Vergabe des Goldenen Tampons für den sexistischsten Medienbeitrag des Jahres

523 Leser*innen des Blogs medienpranger.ch haben abgestimmt: Der sexistischste Medienartikel des Jahres ist das Interview des Blicks mit Steffi Buchli – damit wird dem Blick der erste Goldene Tampon verliehen!

Sexismus zeigt sich überall: Auf der Arbeit, beim Einkauf im Supermarkt, in der Werbung, beim Sport. Gerade weil Sexismus so alltäglich ist, fällt er vielen gar nicht auf. Nichts desto trotz ist Sexismus ein real existierendes Problem, das vor allem viele Frauen tagtäglich zu spüren bekommen. Einen nicht zu unterschätzenden Beitrag dazu leisten die Medien, die die meisten von uns täglich konsumieren.
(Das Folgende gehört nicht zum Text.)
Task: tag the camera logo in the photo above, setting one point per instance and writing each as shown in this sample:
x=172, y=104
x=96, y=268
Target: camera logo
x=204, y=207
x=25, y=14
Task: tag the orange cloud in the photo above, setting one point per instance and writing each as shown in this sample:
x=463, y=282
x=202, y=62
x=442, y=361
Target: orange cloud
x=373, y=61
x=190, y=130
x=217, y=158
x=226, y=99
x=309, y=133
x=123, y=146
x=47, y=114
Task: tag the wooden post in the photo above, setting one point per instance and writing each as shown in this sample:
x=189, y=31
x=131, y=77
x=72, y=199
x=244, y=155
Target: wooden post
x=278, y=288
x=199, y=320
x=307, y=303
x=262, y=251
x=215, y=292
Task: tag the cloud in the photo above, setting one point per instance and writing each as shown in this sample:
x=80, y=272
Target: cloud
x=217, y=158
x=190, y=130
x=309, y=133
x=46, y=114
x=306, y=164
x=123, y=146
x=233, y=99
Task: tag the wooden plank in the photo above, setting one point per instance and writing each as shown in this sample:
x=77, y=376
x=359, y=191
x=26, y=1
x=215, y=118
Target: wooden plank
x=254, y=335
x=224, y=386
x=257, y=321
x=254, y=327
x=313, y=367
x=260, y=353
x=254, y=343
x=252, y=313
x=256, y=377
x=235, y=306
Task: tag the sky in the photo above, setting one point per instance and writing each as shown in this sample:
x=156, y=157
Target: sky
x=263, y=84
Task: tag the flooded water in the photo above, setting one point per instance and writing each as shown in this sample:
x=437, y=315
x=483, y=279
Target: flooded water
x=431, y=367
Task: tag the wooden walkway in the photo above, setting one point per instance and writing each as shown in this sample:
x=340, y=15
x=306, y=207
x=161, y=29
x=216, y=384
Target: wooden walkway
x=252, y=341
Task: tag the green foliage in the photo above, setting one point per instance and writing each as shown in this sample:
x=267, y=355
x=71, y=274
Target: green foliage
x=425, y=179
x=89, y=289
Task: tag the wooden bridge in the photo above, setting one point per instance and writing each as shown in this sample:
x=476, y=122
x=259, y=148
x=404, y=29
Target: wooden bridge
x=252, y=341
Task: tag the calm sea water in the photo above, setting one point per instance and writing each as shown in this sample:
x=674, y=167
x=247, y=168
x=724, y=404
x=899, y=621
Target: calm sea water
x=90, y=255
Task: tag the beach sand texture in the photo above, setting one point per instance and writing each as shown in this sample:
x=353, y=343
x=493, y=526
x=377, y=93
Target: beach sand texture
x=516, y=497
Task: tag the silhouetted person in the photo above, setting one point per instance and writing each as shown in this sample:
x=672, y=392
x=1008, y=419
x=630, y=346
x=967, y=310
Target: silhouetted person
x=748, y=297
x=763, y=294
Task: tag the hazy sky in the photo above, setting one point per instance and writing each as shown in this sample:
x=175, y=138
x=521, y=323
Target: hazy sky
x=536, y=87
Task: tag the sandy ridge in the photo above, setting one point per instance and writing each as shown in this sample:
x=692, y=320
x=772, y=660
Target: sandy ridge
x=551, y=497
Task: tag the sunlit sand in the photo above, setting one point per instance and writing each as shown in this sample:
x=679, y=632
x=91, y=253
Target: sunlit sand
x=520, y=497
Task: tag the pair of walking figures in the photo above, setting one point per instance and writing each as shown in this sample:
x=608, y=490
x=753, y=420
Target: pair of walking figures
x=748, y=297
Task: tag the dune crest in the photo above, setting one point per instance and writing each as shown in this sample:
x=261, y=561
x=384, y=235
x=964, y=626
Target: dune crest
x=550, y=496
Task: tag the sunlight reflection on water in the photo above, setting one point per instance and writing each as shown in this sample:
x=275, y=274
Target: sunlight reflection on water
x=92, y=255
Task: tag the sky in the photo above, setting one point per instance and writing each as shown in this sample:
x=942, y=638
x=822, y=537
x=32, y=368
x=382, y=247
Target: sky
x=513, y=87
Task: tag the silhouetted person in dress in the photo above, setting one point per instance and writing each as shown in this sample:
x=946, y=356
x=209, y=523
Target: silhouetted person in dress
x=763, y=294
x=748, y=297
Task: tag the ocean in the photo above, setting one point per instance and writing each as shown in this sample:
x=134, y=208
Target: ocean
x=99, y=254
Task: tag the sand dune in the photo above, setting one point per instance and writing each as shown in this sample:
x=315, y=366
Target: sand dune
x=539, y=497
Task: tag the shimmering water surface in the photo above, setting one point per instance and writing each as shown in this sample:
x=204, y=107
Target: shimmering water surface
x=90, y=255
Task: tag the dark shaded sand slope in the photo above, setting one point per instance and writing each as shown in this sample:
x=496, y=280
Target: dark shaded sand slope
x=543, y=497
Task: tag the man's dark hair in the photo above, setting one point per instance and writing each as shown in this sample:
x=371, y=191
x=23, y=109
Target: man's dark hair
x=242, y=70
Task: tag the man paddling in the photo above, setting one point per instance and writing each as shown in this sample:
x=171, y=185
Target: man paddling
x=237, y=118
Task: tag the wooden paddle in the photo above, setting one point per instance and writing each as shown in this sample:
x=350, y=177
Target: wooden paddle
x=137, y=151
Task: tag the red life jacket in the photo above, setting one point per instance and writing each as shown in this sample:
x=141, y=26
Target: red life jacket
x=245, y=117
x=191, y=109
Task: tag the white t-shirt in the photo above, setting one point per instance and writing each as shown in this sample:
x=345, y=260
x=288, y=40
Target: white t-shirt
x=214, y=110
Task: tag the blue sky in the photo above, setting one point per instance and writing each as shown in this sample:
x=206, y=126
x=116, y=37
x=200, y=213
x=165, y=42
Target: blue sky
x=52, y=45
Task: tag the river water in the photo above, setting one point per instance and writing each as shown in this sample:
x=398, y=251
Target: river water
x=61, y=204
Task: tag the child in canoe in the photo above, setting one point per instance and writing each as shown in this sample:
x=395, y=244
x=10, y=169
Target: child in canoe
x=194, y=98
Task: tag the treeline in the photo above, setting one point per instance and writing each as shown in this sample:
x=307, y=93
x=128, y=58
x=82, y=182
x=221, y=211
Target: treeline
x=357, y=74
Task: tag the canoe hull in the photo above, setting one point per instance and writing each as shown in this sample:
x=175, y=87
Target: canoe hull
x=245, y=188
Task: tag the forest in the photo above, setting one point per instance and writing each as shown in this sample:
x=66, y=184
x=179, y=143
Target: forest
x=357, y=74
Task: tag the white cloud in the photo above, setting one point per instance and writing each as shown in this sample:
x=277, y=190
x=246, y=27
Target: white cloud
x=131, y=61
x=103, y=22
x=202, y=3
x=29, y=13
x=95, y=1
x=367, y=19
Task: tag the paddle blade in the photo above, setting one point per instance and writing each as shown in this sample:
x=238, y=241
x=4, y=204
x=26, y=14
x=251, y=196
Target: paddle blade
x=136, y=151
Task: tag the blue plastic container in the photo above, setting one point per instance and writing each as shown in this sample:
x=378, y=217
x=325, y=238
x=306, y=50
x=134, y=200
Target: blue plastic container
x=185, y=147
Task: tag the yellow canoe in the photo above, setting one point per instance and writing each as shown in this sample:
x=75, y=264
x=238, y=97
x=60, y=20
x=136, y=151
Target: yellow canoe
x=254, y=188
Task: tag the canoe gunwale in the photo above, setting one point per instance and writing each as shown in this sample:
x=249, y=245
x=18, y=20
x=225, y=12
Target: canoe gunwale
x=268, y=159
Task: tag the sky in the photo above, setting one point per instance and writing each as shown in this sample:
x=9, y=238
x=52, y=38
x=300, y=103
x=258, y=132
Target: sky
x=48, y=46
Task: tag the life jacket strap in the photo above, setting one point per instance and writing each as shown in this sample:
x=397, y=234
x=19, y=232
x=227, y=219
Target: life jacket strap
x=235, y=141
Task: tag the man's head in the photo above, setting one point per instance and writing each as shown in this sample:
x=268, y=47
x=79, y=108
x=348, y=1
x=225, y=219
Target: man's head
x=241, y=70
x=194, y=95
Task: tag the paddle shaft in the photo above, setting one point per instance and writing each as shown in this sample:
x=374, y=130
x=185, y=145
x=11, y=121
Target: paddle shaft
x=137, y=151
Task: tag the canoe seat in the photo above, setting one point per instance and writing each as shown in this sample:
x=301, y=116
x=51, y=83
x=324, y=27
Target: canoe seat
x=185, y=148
Der Watchblog medienpranger.ch schaute Schweizer Medien in den letzten Monaten genauer auf die Finger, das Ergebnis ist ernüchternd: Sexistische Berichterstattung steht in Schweizer Medien an der Tagesordnung.

Als die Sport-Moderatorin Steffi Buchli dieses Jahr Mutter wurde, musste sie sich vom Blick Fragen gefallen lassen, die an Dreistigkeit kaum zu überbieten sind. „Sind die Schwangerschaftskilos schon alle weg?“ – „Warum gehen Sie schon so früh wieder arbeiten?“ – „Warum sind Sie so spät Mutter geworden?“ – In solchen Fragen schwingen nicht nur Vorwürfe mit, sondern zementieren das Bild, dass frau gefälligst zuhause bei Kind und Küche bleiben sollte.
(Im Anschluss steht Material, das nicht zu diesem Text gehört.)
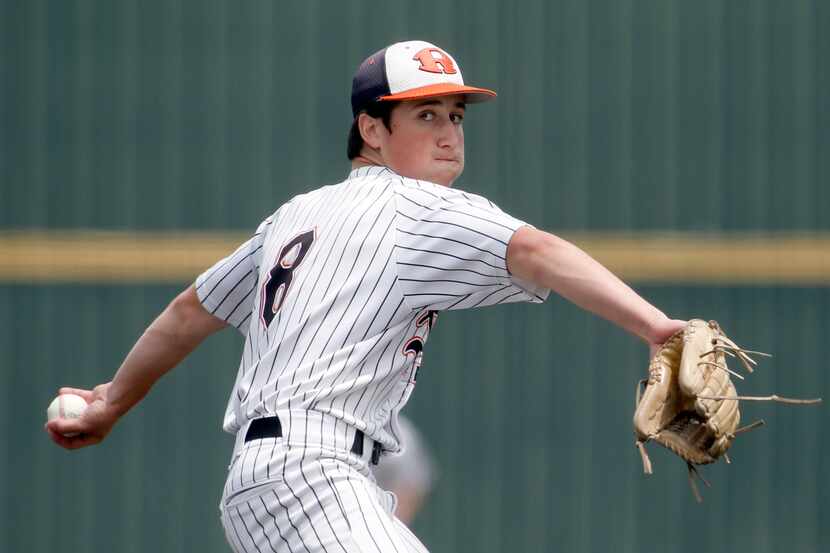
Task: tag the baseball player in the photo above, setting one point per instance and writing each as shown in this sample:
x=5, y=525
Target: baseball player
x=335, y=295
x=410, y=475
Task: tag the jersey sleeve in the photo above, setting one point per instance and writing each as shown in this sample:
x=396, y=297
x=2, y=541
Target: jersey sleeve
x=226, y=290
x=451, y=250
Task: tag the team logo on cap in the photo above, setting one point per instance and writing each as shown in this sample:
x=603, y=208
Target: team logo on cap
x=434, y=60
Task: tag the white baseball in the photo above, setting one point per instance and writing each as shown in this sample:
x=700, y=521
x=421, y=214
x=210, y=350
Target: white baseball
x=66, y=406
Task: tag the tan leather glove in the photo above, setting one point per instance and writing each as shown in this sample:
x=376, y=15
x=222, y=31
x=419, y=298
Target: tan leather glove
x=690, y=404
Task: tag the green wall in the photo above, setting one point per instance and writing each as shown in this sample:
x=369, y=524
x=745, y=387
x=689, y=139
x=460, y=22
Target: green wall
x=653, y=115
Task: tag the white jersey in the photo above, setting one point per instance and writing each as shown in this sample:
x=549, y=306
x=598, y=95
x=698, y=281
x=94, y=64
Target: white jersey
x=338, y=289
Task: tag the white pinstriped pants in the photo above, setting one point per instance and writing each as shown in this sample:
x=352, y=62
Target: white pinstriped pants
x=309, y=497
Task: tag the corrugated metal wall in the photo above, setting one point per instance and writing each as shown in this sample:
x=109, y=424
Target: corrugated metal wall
x=613, y=115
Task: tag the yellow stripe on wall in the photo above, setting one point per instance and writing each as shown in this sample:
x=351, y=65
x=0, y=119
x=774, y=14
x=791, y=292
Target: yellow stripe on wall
x=652, y=258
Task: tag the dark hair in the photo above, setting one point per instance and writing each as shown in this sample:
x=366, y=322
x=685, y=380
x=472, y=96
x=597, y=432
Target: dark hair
x=378, y=110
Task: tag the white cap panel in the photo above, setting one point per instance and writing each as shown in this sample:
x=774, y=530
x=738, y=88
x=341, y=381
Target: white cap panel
x=416, y=63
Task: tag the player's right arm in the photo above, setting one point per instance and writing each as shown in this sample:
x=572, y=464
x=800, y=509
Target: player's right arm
x=177, y=331
x=222, y=296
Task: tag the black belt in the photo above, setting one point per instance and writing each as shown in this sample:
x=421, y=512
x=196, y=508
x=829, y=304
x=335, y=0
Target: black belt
x=270, y=427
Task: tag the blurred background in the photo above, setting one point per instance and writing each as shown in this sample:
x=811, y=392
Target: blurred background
x=684, y=144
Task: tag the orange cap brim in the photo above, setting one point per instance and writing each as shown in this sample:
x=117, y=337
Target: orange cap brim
x=472, y=93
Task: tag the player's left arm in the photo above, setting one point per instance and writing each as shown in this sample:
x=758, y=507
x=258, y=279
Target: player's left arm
x=177, y=331
x=552, y=262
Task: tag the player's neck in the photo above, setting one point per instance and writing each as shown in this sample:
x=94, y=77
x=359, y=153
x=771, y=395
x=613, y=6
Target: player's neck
x=367, y=159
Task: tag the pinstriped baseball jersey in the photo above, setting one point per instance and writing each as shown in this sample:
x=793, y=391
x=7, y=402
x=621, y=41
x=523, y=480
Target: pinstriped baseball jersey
x=337, y=291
Das Interview mit Steffi Buchli ist sexistisch, weil sich bereits die erste Interviewfrage um Steffi Buchlis Figur dreht und diverse weitere intime Fragen zu ihrem Körper und ihrer Ernährung folgen. Weil der Zeitpunkt ihrer Schwangerschaft in Frage gestellt wird. Weil ihre Entscheidung, nach dem Mutterschaftsurlaub wieder arbeiten zu gehen, in Frage gestellt wird. Weil ihr Mann, Florian Kohler, einfach als «sehr engagiert» gilt und seine Entscheidung berufstätig zu bleiben nicht in Frage gestellt wird.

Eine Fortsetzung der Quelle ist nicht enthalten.